Populating Timestream With Scraped Predictit Market Ticks 1

Posted on Wed 04 October 2023 in Election Modeling

Amazon Timestream is a fully managed time series database. It's a relatively new offering to the AWS serverless portfolio. Main Timestream use case is to store IoT device-generated time series data, but our goal is to eventually build a notification and monitoring system based on prediction market tick data that we’re going to store in Timestream. First we need to capture our data, and we’ll be using Scrapy, an application framework for crawling websites, to scrape market data from predictit.com, and store the market tick data in AWS Timestream.

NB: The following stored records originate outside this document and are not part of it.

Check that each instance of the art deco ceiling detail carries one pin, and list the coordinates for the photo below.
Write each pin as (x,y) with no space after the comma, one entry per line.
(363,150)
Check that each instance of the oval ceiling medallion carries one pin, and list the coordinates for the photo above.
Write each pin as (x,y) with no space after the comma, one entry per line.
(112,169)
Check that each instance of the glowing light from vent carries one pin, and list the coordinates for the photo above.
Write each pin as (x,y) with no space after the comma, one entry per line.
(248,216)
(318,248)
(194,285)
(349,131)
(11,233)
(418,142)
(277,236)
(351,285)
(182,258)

This will be initial exploratory working session. In the next section, we'll implement a full parse and store workflow on a schedule to capture real-time time-series market data.

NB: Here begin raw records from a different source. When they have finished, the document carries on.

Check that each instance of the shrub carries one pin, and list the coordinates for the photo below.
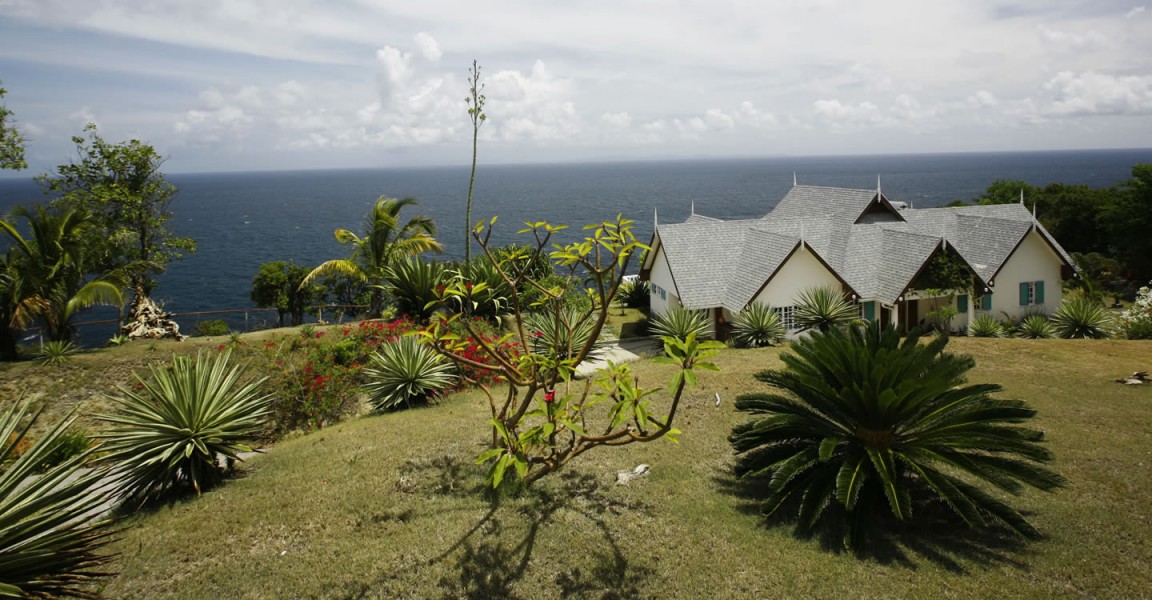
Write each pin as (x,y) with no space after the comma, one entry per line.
(212,328)
(1136,321)
(864,425)
(756,326)
(680,323)
(562,333)
(407,371)
(1082,317)
(57,352)
(985,326)
(51,529)
(1036,327)
(823,309)
(172,431)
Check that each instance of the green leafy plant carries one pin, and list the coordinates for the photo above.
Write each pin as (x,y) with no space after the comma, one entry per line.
(52,531)
(985,326)
(1081,317)
(57,352)
(407,372)
(183,427)
(824,308)
(864,425)
(212,327)
(756,326)
(1036,327)
(680,323)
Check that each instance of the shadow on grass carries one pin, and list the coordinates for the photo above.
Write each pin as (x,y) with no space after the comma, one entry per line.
(935,536)
(491,557)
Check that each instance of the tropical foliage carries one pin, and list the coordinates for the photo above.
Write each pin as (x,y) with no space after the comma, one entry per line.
(1082,317)
(386,241)
(986,326)
(52,531)
(183,427)
(407,372)
(864,425)
(680,323)
(757,325)
(824,308)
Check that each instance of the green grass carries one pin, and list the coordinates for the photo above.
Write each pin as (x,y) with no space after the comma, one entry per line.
(391,506)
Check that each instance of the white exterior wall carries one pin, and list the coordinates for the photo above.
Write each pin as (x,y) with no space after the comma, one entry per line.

The python code to capture election night data will be hosted on an AWS serverless lambda function. An evenBridge trigger will execute the code every minute, and each election capture will be saved into on an s3 bucket.


Scrapy will be doing heavy lifting with low level networking, scheduling, and downloading functionality. We'll implement two main parts of the scraping interface: * Spider – This is the entry point for our requests. This is where We specify the initial URL to crawl, after which we parse the response or scheduling subsequent requests in our scraping workflow. * Item Pipeline – Once extracted by the spider, the item is processed in the Item Pipeline. In our case, this is where we’re writing our scraped predict market data to Timestream

Before we implement any code, we need to create our Timestream database


Before we implement code to scrape predictit markets, we need to create our Timestream database. Let's take a look at the data we're parsing to get an idea our schema.

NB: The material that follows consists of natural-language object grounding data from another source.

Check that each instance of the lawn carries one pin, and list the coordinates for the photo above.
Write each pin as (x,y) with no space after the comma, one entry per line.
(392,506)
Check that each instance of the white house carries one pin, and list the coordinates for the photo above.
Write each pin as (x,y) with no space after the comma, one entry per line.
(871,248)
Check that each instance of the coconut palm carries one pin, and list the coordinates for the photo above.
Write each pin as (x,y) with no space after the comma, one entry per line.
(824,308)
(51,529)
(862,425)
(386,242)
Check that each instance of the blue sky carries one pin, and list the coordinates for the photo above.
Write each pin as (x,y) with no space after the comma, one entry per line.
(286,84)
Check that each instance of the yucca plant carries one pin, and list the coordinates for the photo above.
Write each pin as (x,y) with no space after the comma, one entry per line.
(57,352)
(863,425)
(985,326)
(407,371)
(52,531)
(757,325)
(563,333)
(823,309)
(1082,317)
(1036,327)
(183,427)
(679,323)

Predictit consists of markets at the top level, with contracts within each market. Each market is indexed by a market ID, and each contract is associated with a contract ID. In the above example:

Market Name Market ID Contract Names Contract IDs
"Which party will win the 2024 US Senate election in Arizona?" 8070 "Democratic"

Dimension represents the metadata attributes of the time series. The above values will comprise our Timestream dimensions.

Based on the Market ID, the Predictit API returns the below contract level data.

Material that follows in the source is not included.